Chapter 76,“The Battering Ram”
Summary
The whale cannot see ahead; it has only a vast forehead, which can be used as a battering ram. In here it stores the precious spermaceti oil, as much as 500 gallons.
Chapter 77, “The Great Heidelburgh Tun”
Summary
Once the sperm whale is beheaded, the harpooner begins to empty the “tun” or vat of the head with a spade and bucket.
Chapter 78, “Cistern and Buckets”
Summary
As the tun empties, Tashtego falls into the deep vat of oil in the head. Daggoo lowers on a chain trying to rescue him and almost falls into the sea as the head crashes into the water with Tashtego in it. Daggoo holds on to the chain, and Queequeg dives in to save Tashtego, extracting him like a midwife, in a rebirth from the whale head.
Chapter 79, “The Prairie”
Summary
Ishmael, like Ahab, tries to read the sperm whale brow, using phrenology, the art of reading character from the bumps on the head. The whale’s forehead displays his great dignity, suggesting the power of Deity more than anything Ishmael has seen in nature.
Chapter 80, “The Nut”
Summary
Yet the whale brain is comparatively small to the size of the head and shaped like a human brain. The whale thus shows a false face to the world, and for all his reading of it, Ishmael finds the whale brow a mystery, as Ahab did.
Analysis Chapters 74, 75, 76, 77, 78, 79, and 80
The adventures with the whale head show its intimidating size in comparison to a man’s size; yet the smallness of the brain implies an irresponsible ignorance in charge of a huge body.
Ishmael goes into great detail about the head of the sperm whale and what it tells us about its nature. It has both elasticity in the blubber and power to ram with it, like a “dead, blind wall” (76. 334). He seems to clarify the characteristics of the sperm whale with his phrenological reading, and yet he comes up with contradictory images.
One set of images asserts a sublime and god-like brow. The other set of images connects the whale to a blind malignity. Which is the true whale? Ishmael says, “. . . unless you own the whale you are but a provincial and sentimentalist in Truth. But clear Truth is a thing for salamander giants only to encounter . . . What befell the weakling youth lifting the dread goddess’s veil at Sais?” (76.335-6)
Neith, the Egyptian goddess at Sais, was both a goddess of domesticity and war. She wove the shrouds of the dead. She is said to have had the face of a lion or snake, so lifting the veil would be risky, revealing her dual nature, the dual nature of life, a vision one must be prepared for in order to survive.

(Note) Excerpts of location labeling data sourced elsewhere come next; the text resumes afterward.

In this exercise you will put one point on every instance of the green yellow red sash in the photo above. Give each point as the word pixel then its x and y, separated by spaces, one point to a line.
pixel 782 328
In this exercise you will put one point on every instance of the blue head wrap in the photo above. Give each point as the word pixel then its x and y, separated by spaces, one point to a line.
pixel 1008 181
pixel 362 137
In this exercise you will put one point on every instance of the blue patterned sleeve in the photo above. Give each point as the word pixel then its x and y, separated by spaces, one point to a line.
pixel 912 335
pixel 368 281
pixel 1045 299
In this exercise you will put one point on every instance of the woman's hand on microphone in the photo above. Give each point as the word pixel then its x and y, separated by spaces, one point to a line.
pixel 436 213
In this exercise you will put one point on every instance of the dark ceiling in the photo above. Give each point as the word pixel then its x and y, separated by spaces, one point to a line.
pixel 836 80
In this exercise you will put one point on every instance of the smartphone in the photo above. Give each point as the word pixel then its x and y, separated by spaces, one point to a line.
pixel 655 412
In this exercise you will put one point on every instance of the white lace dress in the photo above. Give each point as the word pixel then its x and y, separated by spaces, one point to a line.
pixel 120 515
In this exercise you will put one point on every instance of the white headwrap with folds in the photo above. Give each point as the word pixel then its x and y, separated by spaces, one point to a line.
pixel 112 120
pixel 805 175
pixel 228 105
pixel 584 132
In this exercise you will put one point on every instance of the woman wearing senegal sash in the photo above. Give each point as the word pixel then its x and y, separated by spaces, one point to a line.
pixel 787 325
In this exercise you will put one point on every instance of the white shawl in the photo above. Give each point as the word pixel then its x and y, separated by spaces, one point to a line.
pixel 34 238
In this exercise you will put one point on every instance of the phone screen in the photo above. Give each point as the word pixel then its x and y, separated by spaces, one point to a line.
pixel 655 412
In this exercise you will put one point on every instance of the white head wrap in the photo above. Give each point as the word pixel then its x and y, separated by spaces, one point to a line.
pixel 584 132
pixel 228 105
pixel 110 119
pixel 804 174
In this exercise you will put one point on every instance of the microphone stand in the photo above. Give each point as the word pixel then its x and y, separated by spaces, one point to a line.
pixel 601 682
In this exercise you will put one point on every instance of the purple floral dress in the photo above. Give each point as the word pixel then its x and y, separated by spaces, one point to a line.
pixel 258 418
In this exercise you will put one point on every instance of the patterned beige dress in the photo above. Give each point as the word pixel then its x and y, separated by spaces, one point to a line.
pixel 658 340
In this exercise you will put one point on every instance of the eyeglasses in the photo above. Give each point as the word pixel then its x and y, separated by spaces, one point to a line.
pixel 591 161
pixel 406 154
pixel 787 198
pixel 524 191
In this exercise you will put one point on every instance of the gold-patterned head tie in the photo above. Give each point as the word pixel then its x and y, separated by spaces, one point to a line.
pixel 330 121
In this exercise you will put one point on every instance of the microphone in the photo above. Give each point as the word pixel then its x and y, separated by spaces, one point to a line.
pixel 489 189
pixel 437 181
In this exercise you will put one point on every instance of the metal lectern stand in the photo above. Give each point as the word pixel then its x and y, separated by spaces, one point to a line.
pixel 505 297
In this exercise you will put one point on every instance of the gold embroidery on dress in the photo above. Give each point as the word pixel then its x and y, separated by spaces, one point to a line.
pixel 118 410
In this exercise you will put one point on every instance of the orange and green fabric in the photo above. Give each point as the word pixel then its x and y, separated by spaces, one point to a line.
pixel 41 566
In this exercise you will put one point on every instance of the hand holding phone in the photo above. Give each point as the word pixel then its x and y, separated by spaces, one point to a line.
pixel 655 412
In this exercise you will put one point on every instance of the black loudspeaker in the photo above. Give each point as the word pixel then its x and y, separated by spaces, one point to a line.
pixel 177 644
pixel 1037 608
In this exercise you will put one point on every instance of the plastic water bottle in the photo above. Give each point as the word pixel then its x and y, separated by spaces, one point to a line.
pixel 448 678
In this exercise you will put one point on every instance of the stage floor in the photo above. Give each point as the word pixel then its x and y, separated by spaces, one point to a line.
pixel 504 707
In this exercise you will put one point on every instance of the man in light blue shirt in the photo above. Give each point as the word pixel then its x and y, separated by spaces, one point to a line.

The whale, like the goddess, seems to have the same benign/cruel aspect as nature. Is Ishmael ultimately indicting God for making creation like this, as Ahab does, or does he accept this contradiction in life? The salamander giant is the legendary creature who lives in the element of fire and would be able to withstand the glance of Neith, like the Gorgon’s, whom only heroes can encounter. Ahab went mad at beholding this contradictory truth of the universe, and so will little Pip. Ishmael lifts the veil and survives.
On the one hand, the “mystical brow” has the presence of the Deity; it is sublime. On the other, it is the sublimity of the sphinx and pyramid, full of riddles and silence. The blank forehead does not allow one to see any point or feature. This image connects to the ambiguous whiteness of the whale, and the pyramid connects Moby Dick to Ahab. Both are unfathomable and immovable.
Beneath the vast brow, however, is a much smaller brain and one that looks almost human. The brain is hidden, so the outside and inside of the whale do not match, thus making the phrenological reading difficult.